Jacob and I are well into our new school year. It has been an adjustment for all of us. Jacob felt like he was under a lot of pressure at the beginning of the year. Jacob is the oldest child in his class and is repeating the 3-year-old program so that he will be in the same class as the other kids who will be starting kindergarten with him. His teacher wanted to help him feel special by emphasizing that he knows more than the other kids and that he is her big helper. Instead of inspiring him, it made him feel like he had to be perfect and he quickly became frustrated. His behavior deteriorated to the point that I was receiving notes and emails from his teacher about his behavior.
I spoke to the school and the director about his behavior. It was actually the director who realized how much pressure his teacher was putting on him. She spoke to his teacher and the problem was corrected. He is now doing wonderful and is very happy to be slightly ahead of the other kids in the room. He didn't need adults to tell him how he was doing. He could see it for himself without the pressure.
I started my internship on September 2 and started classes last week. I don't really see the kids on Tuesdays because of my class schedule. I drop them off at daycare at 6:15 AM, my parents pick them up after daycare and watch them until I get home around 11. It is a very difficult day for all of us. I am really hoping that we will adjust to it but I know it will be difficult. I am hopeful that this is the only semester we will have a day like that. The other days I have class the kids stay with a sitter near the university and I get to spend time with them before class.
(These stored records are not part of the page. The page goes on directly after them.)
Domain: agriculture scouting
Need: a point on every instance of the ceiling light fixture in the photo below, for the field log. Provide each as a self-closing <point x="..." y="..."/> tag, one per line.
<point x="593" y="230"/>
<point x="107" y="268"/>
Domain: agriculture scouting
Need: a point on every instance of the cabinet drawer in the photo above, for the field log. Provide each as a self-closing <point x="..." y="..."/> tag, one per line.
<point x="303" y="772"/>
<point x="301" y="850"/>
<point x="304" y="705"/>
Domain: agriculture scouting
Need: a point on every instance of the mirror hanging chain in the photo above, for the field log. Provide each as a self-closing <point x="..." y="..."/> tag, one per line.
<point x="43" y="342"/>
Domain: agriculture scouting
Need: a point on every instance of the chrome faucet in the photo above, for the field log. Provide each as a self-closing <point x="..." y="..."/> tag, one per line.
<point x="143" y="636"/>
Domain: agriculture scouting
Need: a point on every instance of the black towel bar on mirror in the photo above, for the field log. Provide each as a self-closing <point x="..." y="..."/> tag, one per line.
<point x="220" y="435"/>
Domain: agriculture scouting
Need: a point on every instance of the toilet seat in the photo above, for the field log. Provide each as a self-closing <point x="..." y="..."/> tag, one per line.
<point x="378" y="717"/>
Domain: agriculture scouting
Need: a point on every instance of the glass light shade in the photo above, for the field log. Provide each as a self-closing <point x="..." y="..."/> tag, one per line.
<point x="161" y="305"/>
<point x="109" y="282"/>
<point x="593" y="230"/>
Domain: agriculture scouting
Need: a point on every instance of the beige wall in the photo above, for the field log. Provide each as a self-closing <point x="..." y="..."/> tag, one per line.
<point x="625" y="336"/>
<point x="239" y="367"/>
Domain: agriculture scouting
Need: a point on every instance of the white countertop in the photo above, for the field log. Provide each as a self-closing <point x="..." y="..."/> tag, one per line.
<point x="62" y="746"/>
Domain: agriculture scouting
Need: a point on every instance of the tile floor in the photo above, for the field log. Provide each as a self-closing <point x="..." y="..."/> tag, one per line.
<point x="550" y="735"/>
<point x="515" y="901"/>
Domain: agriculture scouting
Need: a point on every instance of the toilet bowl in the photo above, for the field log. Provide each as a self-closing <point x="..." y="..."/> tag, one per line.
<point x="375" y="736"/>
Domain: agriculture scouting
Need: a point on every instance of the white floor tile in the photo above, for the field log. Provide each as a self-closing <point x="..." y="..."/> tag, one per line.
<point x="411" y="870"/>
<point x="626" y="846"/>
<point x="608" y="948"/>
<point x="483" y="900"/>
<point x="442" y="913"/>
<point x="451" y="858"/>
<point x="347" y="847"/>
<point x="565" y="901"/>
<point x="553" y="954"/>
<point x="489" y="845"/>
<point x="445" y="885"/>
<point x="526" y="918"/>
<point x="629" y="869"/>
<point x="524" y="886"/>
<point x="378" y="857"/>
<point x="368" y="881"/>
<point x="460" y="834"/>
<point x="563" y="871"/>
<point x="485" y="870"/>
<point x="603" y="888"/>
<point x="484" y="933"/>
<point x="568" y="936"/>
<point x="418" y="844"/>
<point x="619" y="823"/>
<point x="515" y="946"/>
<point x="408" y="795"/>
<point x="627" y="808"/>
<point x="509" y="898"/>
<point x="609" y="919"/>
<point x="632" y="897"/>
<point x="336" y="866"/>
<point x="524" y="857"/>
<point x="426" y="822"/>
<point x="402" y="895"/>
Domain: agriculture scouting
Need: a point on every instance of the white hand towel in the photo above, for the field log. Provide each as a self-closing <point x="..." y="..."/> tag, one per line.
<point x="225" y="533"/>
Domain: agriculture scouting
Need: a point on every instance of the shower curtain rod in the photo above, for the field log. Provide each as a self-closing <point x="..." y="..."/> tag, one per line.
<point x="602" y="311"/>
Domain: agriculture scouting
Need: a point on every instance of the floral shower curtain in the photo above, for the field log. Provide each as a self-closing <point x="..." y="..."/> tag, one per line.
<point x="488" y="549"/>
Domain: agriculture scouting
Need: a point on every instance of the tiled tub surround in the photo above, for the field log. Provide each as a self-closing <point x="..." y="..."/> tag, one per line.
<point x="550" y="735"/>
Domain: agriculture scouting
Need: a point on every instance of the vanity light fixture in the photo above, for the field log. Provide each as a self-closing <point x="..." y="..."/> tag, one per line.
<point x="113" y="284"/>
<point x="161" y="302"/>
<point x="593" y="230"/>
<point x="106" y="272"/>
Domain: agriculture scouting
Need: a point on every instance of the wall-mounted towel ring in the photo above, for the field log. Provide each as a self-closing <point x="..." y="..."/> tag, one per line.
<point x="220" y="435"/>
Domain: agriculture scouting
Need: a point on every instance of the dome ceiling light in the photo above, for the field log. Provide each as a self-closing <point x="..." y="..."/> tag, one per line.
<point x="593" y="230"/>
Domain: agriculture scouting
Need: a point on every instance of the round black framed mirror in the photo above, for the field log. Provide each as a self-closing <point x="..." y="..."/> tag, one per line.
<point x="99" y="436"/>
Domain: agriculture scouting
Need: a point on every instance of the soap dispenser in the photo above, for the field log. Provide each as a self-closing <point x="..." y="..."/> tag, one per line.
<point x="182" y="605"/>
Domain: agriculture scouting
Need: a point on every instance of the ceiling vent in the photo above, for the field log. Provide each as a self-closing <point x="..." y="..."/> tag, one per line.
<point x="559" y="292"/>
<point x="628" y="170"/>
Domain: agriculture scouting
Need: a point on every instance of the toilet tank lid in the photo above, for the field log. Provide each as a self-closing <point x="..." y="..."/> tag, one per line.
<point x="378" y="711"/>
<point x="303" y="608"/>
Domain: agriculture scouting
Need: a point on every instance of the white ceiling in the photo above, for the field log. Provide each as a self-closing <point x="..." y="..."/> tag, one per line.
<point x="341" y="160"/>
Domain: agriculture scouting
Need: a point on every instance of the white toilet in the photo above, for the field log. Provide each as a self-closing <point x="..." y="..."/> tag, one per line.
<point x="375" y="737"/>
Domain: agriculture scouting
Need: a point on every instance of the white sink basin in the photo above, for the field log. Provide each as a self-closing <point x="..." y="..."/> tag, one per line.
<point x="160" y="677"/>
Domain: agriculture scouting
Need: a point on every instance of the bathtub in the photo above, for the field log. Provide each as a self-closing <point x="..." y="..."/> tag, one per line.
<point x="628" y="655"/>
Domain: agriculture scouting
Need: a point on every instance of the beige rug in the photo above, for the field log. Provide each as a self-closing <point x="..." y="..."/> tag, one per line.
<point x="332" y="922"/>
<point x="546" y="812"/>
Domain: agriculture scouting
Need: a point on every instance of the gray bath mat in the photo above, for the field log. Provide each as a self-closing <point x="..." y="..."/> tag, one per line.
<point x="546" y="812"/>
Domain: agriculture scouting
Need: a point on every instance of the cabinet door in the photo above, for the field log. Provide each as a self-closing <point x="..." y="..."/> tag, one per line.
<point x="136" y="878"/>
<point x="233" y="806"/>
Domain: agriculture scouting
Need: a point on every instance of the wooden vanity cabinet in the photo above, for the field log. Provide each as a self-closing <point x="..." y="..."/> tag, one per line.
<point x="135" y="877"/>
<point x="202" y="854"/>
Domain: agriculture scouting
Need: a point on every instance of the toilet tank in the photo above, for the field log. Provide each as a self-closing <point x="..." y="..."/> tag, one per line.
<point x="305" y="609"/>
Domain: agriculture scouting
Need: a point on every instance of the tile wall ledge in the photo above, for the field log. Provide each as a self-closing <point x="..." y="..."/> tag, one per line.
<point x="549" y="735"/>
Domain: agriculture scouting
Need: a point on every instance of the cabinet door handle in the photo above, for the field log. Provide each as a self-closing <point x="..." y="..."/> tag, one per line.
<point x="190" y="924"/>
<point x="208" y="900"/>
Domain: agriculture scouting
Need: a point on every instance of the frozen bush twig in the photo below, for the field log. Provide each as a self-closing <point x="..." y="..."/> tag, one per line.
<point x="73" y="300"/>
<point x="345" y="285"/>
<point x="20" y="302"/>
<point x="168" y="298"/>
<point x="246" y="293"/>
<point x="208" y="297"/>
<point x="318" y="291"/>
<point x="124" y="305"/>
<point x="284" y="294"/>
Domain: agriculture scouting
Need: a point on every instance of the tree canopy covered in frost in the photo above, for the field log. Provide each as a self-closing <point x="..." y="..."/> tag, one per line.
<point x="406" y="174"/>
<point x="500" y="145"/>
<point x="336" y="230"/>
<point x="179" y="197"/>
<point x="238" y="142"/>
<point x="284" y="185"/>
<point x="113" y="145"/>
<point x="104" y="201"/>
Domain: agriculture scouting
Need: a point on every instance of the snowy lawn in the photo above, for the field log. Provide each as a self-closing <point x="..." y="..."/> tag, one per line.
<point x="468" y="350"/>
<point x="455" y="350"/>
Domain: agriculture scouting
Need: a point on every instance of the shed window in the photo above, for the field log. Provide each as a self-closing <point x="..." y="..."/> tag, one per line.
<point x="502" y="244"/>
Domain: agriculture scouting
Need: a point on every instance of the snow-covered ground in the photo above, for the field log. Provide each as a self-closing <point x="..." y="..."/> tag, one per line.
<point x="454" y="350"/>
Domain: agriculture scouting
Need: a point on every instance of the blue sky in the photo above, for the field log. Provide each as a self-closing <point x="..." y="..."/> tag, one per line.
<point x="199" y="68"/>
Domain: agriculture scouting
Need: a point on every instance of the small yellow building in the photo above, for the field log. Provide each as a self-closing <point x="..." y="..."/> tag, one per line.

I only have class two nights a week and every other Saturday. It is not an easy schedule but much better than some of the other universities (closer to our house) with class four nights a week and Saturdays. We will adjust and pretty soon this will just be a memory. I just keep reminding myself that this degree will get me a career I enjoy and a better working schedule. That means a happier mom with more time for the kids in just a couple years.